Tácio Melo destacou que não é contra, mas ressaltou que a Superintendência de Transportes não tem como arcar com os custos e nem devolver a gratuidade por estaria infringindo a Lei. “A SMTT não tem como custear todas as passagens. Se é importante para a Saúde a prevenção, teria que ter um repasse da secretaria para ajudar a custear. São R$ 400 mil mensais destinados para as passagens. A saúde também tem que ser chamada à responsabilidade”, declarou.
Vereadores reconhecem equívoco na lei e tentarão modificações
Apesar se já ter sido sancionada, desde março, o vereador Kleber Cosa (PT) disse que a Lei, de número 6370/2015 tem um erro grave e que pretende, junto com o vereador Luiz Carlos Santana (DEM), fazer um projeto de modificação. “Podemos identificar um erro crasso nessa Lei e que precisa ser corrigido. O que eu e o vereador Luiz Carlos iremos fazer é entrar com um projeto para modificar a redação do artigo 11 da Lei. Vamos requerer a tramitação em regime de urgência e tentar resolver isso ainda esta semana”, disse o vereador.
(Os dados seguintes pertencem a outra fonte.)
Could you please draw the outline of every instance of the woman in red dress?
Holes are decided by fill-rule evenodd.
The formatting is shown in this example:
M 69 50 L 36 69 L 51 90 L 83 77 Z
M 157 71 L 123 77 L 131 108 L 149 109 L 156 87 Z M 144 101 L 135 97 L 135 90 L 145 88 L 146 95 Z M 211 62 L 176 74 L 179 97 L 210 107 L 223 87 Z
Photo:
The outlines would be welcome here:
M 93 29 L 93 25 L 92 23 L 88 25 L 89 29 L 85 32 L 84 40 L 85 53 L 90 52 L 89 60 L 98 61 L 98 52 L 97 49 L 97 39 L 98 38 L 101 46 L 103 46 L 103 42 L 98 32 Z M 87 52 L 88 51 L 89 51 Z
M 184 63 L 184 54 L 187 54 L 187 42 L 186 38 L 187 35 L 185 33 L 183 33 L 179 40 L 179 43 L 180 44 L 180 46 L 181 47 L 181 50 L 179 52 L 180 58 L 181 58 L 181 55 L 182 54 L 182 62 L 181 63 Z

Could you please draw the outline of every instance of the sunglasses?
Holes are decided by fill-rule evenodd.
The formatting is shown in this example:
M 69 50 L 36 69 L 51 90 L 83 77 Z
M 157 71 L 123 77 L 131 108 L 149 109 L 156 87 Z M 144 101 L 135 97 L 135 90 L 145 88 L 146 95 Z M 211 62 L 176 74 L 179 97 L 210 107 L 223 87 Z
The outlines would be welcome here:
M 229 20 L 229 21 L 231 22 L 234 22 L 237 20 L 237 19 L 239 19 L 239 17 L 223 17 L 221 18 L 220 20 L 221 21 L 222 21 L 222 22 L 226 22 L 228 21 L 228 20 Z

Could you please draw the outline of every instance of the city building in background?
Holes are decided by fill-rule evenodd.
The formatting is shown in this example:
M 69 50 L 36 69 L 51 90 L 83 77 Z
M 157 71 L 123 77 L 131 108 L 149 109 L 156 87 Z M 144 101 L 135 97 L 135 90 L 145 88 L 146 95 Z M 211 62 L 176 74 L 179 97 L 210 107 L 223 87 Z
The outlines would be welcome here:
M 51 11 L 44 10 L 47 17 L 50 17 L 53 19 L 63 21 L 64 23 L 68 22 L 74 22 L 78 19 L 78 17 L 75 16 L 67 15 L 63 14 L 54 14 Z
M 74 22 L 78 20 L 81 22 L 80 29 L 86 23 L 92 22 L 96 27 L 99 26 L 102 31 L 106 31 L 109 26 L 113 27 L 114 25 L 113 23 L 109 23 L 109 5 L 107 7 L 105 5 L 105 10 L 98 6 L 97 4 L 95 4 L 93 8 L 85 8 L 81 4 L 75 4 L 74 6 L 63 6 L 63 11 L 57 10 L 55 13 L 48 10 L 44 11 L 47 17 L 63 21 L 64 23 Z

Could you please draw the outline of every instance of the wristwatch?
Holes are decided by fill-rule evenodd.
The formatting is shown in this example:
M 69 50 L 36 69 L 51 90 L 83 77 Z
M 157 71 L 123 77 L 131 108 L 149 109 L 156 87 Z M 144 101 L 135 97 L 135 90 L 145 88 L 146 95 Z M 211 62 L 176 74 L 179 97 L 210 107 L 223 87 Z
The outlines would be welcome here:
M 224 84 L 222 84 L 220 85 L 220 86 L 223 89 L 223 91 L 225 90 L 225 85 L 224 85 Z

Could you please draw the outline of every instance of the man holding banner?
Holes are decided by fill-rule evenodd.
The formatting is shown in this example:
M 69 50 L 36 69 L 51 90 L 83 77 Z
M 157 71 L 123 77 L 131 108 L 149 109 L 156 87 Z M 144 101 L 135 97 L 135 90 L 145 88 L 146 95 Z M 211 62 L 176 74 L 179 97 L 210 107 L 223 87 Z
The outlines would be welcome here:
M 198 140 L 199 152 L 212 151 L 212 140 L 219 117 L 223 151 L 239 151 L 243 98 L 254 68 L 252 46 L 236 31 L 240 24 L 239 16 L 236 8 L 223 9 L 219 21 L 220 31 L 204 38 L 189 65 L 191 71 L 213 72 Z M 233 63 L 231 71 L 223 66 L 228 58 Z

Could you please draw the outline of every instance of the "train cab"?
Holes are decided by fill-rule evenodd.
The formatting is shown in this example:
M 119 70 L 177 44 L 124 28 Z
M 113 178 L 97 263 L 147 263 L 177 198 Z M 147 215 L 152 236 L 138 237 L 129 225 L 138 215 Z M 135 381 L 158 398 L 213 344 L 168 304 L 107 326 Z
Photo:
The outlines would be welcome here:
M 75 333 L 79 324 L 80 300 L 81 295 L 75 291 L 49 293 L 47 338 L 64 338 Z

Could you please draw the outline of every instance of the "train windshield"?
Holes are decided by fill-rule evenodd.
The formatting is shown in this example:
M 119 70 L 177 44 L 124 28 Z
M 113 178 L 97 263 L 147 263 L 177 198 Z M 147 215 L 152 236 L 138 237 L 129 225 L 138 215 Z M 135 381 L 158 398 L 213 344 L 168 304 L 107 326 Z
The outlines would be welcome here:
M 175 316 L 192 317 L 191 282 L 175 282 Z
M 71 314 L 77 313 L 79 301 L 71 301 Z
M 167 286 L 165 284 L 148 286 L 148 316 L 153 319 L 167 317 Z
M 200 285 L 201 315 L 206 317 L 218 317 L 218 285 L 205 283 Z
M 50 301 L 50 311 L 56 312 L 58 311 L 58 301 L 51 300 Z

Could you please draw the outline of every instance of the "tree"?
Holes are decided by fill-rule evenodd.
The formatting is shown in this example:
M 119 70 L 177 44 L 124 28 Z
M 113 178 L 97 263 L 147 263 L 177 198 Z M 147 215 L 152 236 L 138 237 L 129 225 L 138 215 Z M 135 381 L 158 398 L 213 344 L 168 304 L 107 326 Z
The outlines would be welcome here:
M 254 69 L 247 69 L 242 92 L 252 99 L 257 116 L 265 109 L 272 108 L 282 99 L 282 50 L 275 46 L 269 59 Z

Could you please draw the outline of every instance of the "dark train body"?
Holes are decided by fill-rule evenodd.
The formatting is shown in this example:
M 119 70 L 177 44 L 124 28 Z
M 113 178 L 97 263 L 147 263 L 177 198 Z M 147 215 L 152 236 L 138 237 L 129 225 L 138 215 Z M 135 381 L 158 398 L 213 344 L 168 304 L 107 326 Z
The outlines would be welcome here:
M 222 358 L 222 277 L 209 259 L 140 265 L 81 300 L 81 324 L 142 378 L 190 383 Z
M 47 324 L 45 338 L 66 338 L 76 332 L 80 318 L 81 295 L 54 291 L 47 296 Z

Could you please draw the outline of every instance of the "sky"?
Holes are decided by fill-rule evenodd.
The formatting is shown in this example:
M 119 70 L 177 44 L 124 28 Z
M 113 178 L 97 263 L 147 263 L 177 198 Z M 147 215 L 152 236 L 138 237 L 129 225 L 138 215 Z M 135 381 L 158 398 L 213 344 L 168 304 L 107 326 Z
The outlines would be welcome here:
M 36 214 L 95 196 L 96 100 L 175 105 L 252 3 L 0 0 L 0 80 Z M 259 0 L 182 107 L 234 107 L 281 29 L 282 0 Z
O promotor dos Direitos Humanos, Flávio Costa, mediou a audiência e disse que vai acompanhar o trabalho dos vereadores. “Nós vamos acompanhar o trabalho da Câmara de Maceió. A Lei existe, está em vigor e tem que ser cumprida. Também podemos analisar uma possibilidade de entrar com uma Ação de Inconstitucionalidade”, disse o promotor.